Desconcentrar poder, conhecimento e riquezas
- culturadedoar
- 10 de mai.
- 3 min de leitura
Por Ana Clara Leite, sócia e diretora comercial da Prosas e integrante do Movimento por uma Cultura de Doação

Escrevo este artigo tendo como pano de fundo o belíssimo mar de Fortaleza. Estou na cidade para o 13º Congresso GIFE, que neste ano traz como tema uma questão urgente e necessária: "desconcentrar poder, conhecimento e riquezas".
Enquanto aguardo o início do evento, não consigo deixar de pensar nos dados que compartilhei há dois dias. Na última segunda-feira, tive a oportunidade de apresentar o lançamento do Painel do Esporte da Prosas, uma ferramenta interativa que traz mais transparência e dados sobre o uso de incentivos fiscais no setor esportivo. Uma das primeiras análises que compartilhei chamou a atenção para uma disparidade preocupante: enquanto o mecanismo federal bateu recorde de arrecadação em 2024, a região norte registrou queda no volume de recursos captados e sua representação no todo do mecanismo vem diminuindo ano após ano. Em 2024, a região captou apenas 1,9% dos recursos destinados ao mecanismo. E aqui vão mais alguns dados:
As 10 empresas que mais destinaram recursos ao mecanismo no ano passado estão sediadas no sudeste;
6 delas investem a maior parte dos recursos em São Paulo e 2, no Rio de Janeiro;
Das 10 organizações que mais captaram recursos no mecanismos em 2024, 8 são do sudeste (6 de São Paulo, 1 do Rio de Janeiro e 1 de Minas Gerais); 1 organização é do sul e 1 organização é do nordeste (Bahia);
Do mais de R$1 bi captado no mecanismo em 2024, 68,4% do recurso foi destinado a proponentes do sudeste.
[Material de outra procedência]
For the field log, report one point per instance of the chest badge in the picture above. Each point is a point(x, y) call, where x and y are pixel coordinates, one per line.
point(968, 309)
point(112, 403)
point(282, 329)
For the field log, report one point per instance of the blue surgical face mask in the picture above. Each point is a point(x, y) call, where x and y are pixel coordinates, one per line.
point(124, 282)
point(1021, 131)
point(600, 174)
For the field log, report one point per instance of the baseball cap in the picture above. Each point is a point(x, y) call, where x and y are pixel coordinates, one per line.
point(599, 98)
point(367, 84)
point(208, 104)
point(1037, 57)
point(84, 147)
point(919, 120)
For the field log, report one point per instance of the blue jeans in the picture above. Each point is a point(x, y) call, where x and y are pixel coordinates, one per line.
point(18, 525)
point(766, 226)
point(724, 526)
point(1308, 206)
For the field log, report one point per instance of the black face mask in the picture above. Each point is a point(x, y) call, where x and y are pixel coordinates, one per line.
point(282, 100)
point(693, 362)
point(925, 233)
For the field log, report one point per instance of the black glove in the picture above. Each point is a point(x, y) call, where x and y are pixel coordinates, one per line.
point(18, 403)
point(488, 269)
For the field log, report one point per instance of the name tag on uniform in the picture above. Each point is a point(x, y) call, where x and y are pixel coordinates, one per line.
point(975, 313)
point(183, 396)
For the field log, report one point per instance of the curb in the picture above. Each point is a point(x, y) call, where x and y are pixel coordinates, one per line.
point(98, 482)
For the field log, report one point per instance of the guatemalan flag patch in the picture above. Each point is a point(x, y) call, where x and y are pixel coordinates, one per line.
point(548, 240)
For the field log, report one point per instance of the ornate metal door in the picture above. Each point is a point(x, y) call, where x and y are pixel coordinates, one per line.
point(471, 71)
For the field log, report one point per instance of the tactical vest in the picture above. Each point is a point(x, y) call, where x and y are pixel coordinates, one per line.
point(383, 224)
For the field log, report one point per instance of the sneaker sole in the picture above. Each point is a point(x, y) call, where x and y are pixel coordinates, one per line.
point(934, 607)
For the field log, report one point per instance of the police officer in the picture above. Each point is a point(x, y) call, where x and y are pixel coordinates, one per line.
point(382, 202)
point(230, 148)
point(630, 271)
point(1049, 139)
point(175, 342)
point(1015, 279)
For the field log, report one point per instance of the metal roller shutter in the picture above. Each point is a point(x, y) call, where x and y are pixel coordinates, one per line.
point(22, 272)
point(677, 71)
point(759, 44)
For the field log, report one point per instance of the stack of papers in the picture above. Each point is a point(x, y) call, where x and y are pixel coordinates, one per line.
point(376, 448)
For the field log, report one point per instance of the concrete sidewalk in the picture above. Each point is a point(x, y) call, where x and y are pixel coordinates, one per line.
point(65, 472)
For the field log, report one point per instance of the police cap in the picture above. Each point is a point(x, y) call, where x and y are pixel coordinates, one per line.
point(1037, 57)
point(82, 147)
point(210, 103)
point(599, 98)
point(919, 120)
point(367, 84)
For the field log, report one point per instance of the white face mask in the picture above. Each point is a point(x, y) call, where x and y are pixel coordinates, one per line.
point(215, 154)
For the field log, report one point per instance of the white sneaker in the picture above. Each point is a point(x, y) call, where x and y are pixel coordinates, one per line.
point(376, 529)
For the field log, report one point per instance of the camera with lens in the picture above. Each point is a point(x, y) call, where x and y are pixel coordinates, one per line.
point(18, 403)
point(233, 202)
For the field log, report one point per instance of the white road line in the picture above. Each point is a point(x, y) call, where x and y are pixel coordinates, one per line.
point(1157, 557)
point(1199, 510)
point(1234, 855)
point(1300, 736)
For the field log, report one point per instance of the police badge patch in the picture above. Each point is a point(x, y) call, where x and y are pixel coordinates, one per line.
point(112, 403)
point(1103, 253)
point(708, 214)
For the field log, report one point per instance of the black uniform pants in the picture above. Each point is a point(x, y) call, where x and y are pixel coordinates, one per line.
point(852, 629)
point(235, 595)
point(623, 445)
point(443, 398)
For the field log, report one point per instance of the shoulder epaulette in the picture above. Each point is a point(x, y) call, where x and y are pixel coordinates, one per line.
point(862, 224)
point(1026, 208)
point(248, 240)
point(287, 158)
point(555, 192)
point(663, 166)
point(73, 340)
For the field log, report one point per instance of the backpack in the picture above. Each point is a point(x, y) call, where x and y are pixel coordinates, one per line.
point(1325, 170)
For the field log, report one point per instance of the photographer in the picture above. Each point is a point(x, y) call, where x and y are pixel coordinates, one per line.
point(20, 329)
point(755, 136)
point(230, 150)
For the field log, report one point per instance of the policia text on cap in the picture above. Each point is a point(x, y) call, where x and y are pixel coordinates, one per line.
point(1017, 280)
Afora a discussão de mecanismos de incentivo poderem ser considerados doação ou não, tema que já foi muito bem estressado neste espaço do Vozes, é inegável que o comportamento de uso dos mecanismos reflete as premissas e estratégias de destinação de recursos e filantropia.
Esse cenário evidencia os desafios da centralização de recursos e a necessidade urgente de promover uma descentralização efetiva, especialmente quando se trata do fortalecimento de organizações da sociedade civil que atuam nas bases, na maioria das vezes em contextos de vulnerabilidade e invisibilidade. Os dados reforçam que, mesmo diante do crescimento global do volume de destinações, há regiões e causas sistematicamente excluídas dos fluxos financeiros mais relevantes. Isso impede que projetos transformadores avancem, impactando negativamente o desenvolvimento local e a equidade no acesso a oportunidades.
Não há solução simples ou imediata, mas sabemos que é fundamental repensarmos os critérios de distribuição de recursos. Compartilho algumas reflexões rápidas que podem ajudar no debate:
Promover maior diversidade na governança de fundos, empresas, comitês e organizações doadoras;
Investir em desenvolvimento institucional, informação e infraestrutura para que grupos historicamente minorizados possam acessar editais e oportunidades, apresentando seus projetos e ampliando suas ações de captação;
Rever critérios e exigências dos processos de seleção, rompendo com lógicas corporativas importadas de contratação de fornecedores que favorecem apenas grandes organizações;
Destinar recursos a fundos filantrópicos de terceiros focados em regiões e/ou causas específicas.
Desconcentrar riquezas e oportunidades é também uma escolha política e estratégica, que passa por reconhecer a potência de iniciativas fora dos grandes centros e apoiar a construção de um país mais justo e plural. Espero ansiosa que os três dias de trocas no Congresso GIFE possam reverberar em ações práticas no setor. Como alavancar doações para regiões, grupos e causas minoritárias deve estar no centro das discussões do campo social.